# Poem I wrote...



## BuckOff41570 (Nov 15, 2008)

Would love some critiques on it. 

"Forgotten Cowgirl"

Hands of leather and sun baked skin
A slender body with shirt tucked in
Jeans aged to grey...stained and torn
Boots cracked and faded...duely worn

Atop a horse she rides with grace
With years of work upon her face
Hair pulled back to show her eyes
The eternal darkness of midnight skies

She rides alone 'til time does end
So with this time she will tend
Reins in hand and rope at side
She looks no more for Him to guide

A dwindling hope that died with age
Has rekindled itself with sorrow and rage
But no one will know on her face of stone
As she rides through life all alone

But she has work to do...cattle to feed
Pastures to plant and crops to seed
No reason to dwell on what's no longer there
She's given up waiting for someone to care.


----------



## Kura (Nov 16, 2008)

Very emotional.. and a little sad..


----------



## BuckOff41570 (Nov 15, 2008)

Kura said:


> Very emotional.. and a little sad..


haha...thank you?


----------



## kickshaw (May 7, 2008)

very sad....but very good!


----------



## Flexion (Nov 28, 2008)

Aww I like it. A little sad but very good


----------



## star struck (Apr 1, 2008)

saaaad............ I like your idea, and to tell the truth, i've been wanting to write a Cowgirl poem/song, but it never fell together very well.....

great job!


----------



## Rebelappy (Dec 22, 2008)

i love it


----------



## smrobs (Jul 30, 2008)

That is a really good poem.

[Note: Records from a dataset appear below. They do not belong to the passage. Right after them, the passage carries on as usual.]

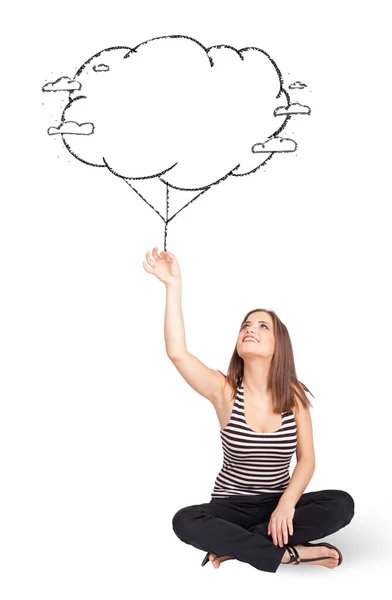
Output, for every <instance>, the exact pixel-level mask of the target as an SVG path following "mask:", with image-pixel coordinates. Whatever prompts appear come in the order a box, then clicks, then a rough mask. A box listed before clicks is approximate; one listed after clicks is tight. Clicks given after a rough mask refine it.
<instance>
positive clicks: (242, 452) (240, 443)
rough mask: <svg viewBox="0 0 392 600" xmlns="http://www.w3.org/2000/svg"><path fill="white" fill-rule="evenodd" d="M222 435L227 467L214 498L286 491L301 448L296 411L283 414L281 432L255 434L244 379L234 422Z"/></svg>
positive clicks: (239, 393) (238, 396)
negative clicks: (292, 459)
mask: <svg viewBox="0 0 392 600" xmlns="http://www.w3.org/2000/svg"><path fill="white" fill-rule="evenodd" d="M220 435H221V440H222V447H223V465H222V468H221V470H220V471H219V473H218V476H217V477H216V480H215V485H214V489H213V492H212V494H211V498H222V497H225V496H240V495H253V494H264V493H270V494H271V493H273V494H277V493H280V492H284V491H285V489H286V487H287V486H288V484H289V481H290V473H289V466H290V462H291V459H292V456H293V454H294V452H295V450H296V447H297V426H296V423H295V420H294V414H293V411H292V410H289V411H286V412H284V413H282V425H281V426H280V428H279V429H278V430H277V431H274V432H271V433H259V432H257V431H254V430H253V429H251V428H250V427H248V425H247V423H246V420H245V411H244V386H243V383H242V380H241V381H240V384H239V386H238V387H237V393H236V399H235V403H234V406H233V410H232V413H231V417H230V421H229V422H228V424H227V425H226V427H224V429H221V430H220Z"/></svg>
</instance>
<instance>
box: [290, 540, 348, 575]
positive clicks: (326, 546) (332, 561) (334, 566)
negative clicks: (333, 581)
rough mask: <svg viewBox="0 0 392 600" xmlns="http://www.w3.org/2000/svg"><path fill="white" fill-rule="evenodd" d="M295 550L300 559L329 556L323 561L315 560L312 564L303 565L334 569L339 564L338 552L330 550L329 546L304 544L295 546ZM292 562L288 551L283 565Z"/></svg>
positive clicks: (324, 559)
mask: <svg viewBox="0 0 392 600" xmlns="http://www.w3.org/2000/svg"><path fill="white" fill-rule="evenodd" d="M294 548H295V549H296V550H297V552H298V554H299V556H300V558H301V559H302V558H317V557H318V556H328V557H329V558H324V559H323V560H315V561H313V562H310V563H300V564H301V565H302V564H304V565H321V566H322V567H327V568H328V569H334V568H335V567H337V566H338V563H339V554H338V553H337V552H336V550H333V549H332V548H328V547H327V546H302V544H295V546H294ZM289 560H290V554H289V552H288V550H286V552H285V553H284V555H283V558H282V563H288V562H289Z"/></svg>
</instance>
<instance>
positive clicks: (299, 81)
mask: <svg viewBox="0 0 392 600" xmlns="http://www.w3.org/2000/svg"><path fill="white" fill-rule="evenodd" d="M304 87H308V86H307V85H306V83H301V81H294V83H290V85H289V90H303V89H304Z"/></svg>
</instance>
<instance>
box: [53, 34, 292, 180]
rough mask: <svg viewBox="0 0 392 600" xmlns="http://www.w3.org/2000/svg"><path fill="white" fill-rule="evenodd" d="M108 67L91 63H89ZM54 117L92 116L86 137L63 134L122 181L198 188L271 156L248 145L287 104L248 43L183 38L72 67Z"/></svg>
mask: <svg viewBox="0 0 392 600" xmlns="http://www.w3.org/2000/svg"><path fill="white" fill-rule="evenodd" d="M102 64H104V65H105V66H107V67H108V69H107V70H106V71H100V72H97V69H98V71H99V70H100V69H99V65H102ZM75 79H77V81H78V82H80V83H81V84H82V88H81V91H79V92H77V91H75V92H71V93H70V103H69V104H68V105H67V107H66V108H65V110H64V113H63V116H62V120H63V121H76V122H78V123H85V122H90V123H93V124H94V135H92V136H67V135H66V134H64V135H63V140H64V143H65V144H66V146H67V148H68V149H69V151H70V152H71V153H72V154H74V155H75V156H76V157H77V158H79V159H80V160H82V161H84V162H86V163H88V164H91V165H96V166H107V167H108V168H109V169H110V170H112V171H113V172H114V173H115V174H117V175H119V176H121V177H124V178H132V179H141V178H149V177H156V176H159V177H160V178H161V180H162V181H164V182H166V183H168V184H169V185H170V186H172V187H177V188H180V189H202V188H204V187H206V186H209V185H211V184H213V183H216V182H217V181H219V180H221V179H223V178H224V177H226V176H227V175H229V174H233V175H244V174H247V173H250V172H252V171H254V170H255V169H256V168H258V167H259V166H260V165H261V164H263V163H264V162H265V161H266V160H267V159H268V158H269V157H270V156H271V154H265V153H262V154H255V153H254V152H252V147H253V146H254V144H256V143H263V142H265V141H266V140H267V139H268V138H269V137H270V136H272V135H273V134H274V133H279V132H280V131H281V129H282V128H283V127H284V124H285V123H286V121H287V120H288V118H290V117H289V116H288V115H287V114H285V115H284V116H274V111H275V109H276V108H278V107H279V106H282V104H283V105H287V104H289V97H288V95H287V93H286V92H285V90H284V89H283V87H282V86H283V84H282V78H281V75H280V72H279V70H278V68H277V67H276V65H275V63H274V62H273V61H272V60H271V58H270V57H269V56H268V55H267V54H266V53H265V52H263V51H262V50H260V49H258V48H245V49H242V50H236V49H234V48H231V47H228V46H213V47H212V48H210V49H208V50H207V49H205V48H204V47H203V46H202V45H201V44H199V43H198V42H196V41H195V40H193V39H191V38H187V37H183V36H177V37H164V38H156V39H154V40H150V41H148V42H144V43H143V44H140V45H139V46H137V47H136V48H134V49H130V48H126V47H118V48H108V49H106V50H103V51H102V52H99V53H98V54H96V55H95V56H93V57H92V58H90V59H89V60H88V61H87V62H86V63H84V64H83V65H82V67H81V68H80V69H79V70H78V71H77V73H76V75H75Z"/></svg>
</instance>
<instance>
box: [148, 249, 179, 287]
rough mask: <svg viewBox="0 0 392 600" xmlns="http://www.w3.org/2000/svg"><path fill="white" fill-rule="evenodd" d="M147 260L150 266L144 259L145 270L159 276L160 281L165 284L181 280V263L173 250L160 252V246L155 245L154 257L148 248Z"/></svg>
mask: <svg viewBox="0 0 392 600" xmlns="http://www.w3.org/2000/svg"><path fill="white" fill-rule="evenodd" d="M146 261H147V263H148V265H149V266H148V265H147V264H146V263H145V262H144V261H143V268H144V270H145V271H147V273H151V275H155V276H156V277H158V279H159V281H162V282H163V283H164V284H165V285H166V284H170V283H172V282H173V281H180V280H181V271H180V265H179V264H178V261H177V259H176V257H175V256H174V254H172V253H171V252H167V251H163V252H160V253H158V246H155V248H153V250H152V258H151V255H150V251H149V250H147V252H146Z"/></svg>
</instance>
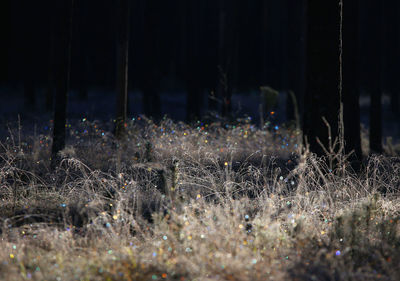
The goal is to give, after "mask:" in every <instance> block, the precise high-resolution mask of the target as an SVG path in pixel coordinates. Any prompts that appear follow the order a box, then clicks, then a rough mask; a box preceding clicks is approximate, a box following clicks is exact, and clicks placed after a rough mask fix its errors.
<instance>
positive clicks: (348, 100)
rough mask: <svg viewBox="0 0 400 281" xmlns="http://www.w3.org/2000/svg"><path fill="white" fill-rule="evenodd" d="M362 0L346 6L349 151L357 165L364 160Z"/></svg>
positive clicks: (346, 99) (345, 12)
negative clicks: (361, 103) (361, 109)
mask: <svg viewBox="0 0 400 281" xmlns="http://www.w3.org/2000/svg"><path fill="white" fill-rule="evenodd" d="M358 19H359V17H358V1H357V0H351V1H345V2H344V6H343V120H344V141H345V152H346V153H350V152H351V151H353V152H354V153H353V154H352V155H351V157H350V159H349V160H350V161H351V163H352V166H353V168H355V169H356V170H358V169H359V166H360V161H361V160H362V151H361V135H360V134H361V127H360V103H359V99H360V93H359V87H358V81H359V79H358V78H359V77H358V60H359V57H358Z"/></svg>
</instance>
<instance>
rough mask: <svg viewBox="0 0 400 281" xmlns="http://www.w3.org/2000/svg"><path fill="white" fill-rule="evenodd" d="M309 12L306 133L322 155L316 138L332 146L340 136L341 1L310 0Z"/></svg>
mask: <svg viewBox="0 0 400 281" xmlns="http://www.w3.org/2000/svg"><path fill="white" fill-rule="evenodd" d="M307 12H308V15H307V18H308V23H307V71H306V72H307V74H306V75H307V78H306V79H307V86H306V88H307V90H306V95H305V101H304V104H305V116H304V124H303V132H304V135H305V137H306V138H307V140H308V143H309V145H310V150H311V151H312V152H314V153H316V154H317V155H320V156H321V155H324V151H323V149H322V148H321V146H320V144H319V143H318V141H317V139H319V140H320V142H321V143H322V144H323V145H324V146H325V147H326V148H327V149H329V146H330V143H333V141H334V140H335V138H336V137H338V115H339V108H340V94H339V78H340V76H339V74H340V71H339V70H340V65H339V55H340V53H339V51H340V50H339V35H340V7H339V1H336V0H327V1H320V0H308V11H307ZM322 118H326V120H327V122H328V123H329V125H330V127H331V134H330V135H329V134H328V128H327V126H326V125H325V123H324V122H323V119H322ZM329 137H330V139H329Z"/></svg>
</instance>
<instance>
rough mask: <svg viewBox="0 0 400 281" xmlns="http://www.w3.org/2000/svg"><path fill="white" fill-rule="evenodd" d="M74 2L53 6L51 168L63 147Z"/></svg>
mask: <svg viewBox="0 0 400 281" xmlns="http://www.w3.org/2000/svg"><path fill="white" fill-rule="evenodd" d="M73 3H74V0H58V1H57V2H56V4H55V7H56V8H55V11H54V12H55V13H56V15H57V16H56V17H55V18H56V19H55V28H56V32H55V52H54V61H55V70H54V72H55V108H54V130H53V145H52V166H53V167H55V165H56V164H57V154H58V152H59V151H60V150H62V149H63V148H64V147H65V136H66V131H65V127H66V119H67V101H68V86H69V77H70V65H71V63H70V61H71V31H72V10H73Z"/></svg>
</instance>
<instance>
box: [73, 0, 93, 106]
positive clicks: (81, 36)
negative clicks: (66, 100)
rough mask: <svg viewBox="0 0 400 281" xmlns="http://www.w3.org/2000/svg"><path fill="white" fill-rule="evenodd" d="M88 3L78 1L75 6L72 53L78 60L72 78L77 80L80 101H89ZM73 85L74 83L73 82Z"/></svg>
mask: <svg viewBox="0 0 400 281" xmlns="http://www.w3.org/2000/svg"><path fill="white" fill-rule="evenodd" d="M88 4H89V3H88V2H87V1H78V2H77V3H76V4H75V9H74V10H75V15H74V18H75V19H76V20H75V21H74V30H73V32H74V38H73V39H72V41H73V42H72V53H73V54H75V56H76V58H77V60H76V62H75V65H74V62H72V64H73V65H72V71H74V70H75V73H76V75H75V76H73V77H71V80H74V78H75V79H76V83H75V85H76V88H77V91H78V98H79V99H80V100H87V99H88V75H87V62H88V47H87V45H88V44H87V37H88V28H87V25H88V23H87V18H88V17H89V15H88V13H87V11H90V8H89V7H88ZM71 84H72V85H74V83H73V82H72V81H71Z"/></svg>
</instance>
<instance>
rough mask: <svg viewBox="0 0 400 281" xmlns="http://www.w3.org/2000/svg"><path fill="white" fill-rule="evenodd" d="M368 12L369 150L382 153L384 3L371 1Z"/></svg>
mask: <svg viewBox="0 0 400 281" xmlns="http://www.w3.org/2000/svg"><path fill="white" fill-rule="evenodd" d="M369 5H370V6H369V7H370V8H371V9H369V10H368V16H369V21H368V23H369V25H370V26H369V28H368V30H369V33H368V40H369V42H368V44H367V45H368V50H367V52H368V59H369V69H368V77H367V83H368V89H369V92H370V95H371V104H370V112H369V113H370V116H369V117H370V119H369V122H370V131H369V148H370V152H372V153H382V151H383V148H382V101H381V100H382V83H381V82H382V77H381V75H382V74H381V73H382V39H383V38H382V3H381V2H380V1H374V0H370V2H369Z"/></svg>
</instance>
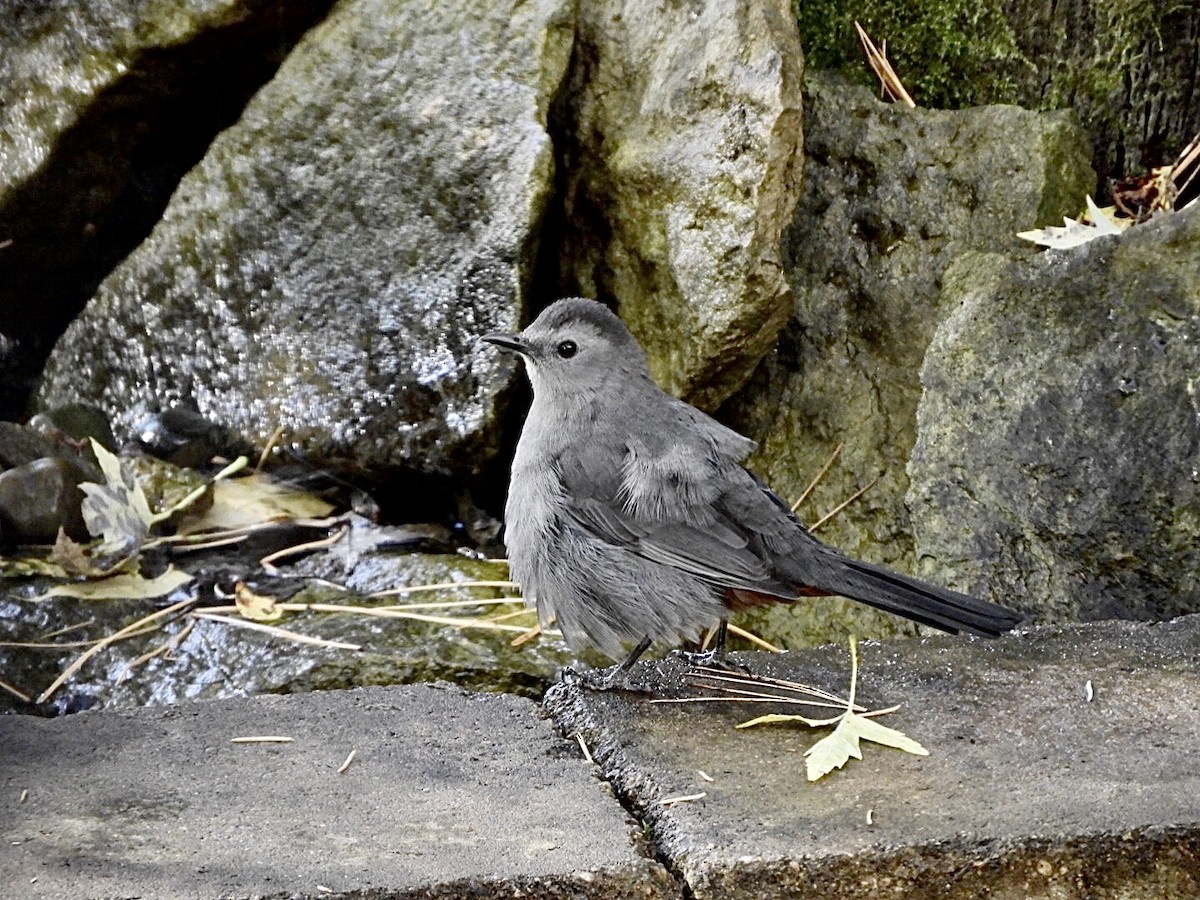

Sad but good. :'')


----------



## BuckOff41570 (Nov 15, 2008)

haha thank you guys. I always find it easier to write sad poems versus happy ones.


----------



## mlkarel2010 (Jan 27, 2008)

That's an amazing poem. Thought about entering it in any contests?


----------



## BuckOff41570 (Nov 15, 2008)

mlkarel2010 said:


> That's an amazing poem. Thought about entering it in any contests?


I wouldnt know where to start to enter it in anything. I dunno...maybe.

Thank you guys!


----------



## mlkarel2010 (Jan 27, 2008)

sometimes they hand fliers out at my school. if i see one i'll let you know


----------



## BuckOff41570 (Nov 15, 2008)

thank you


----------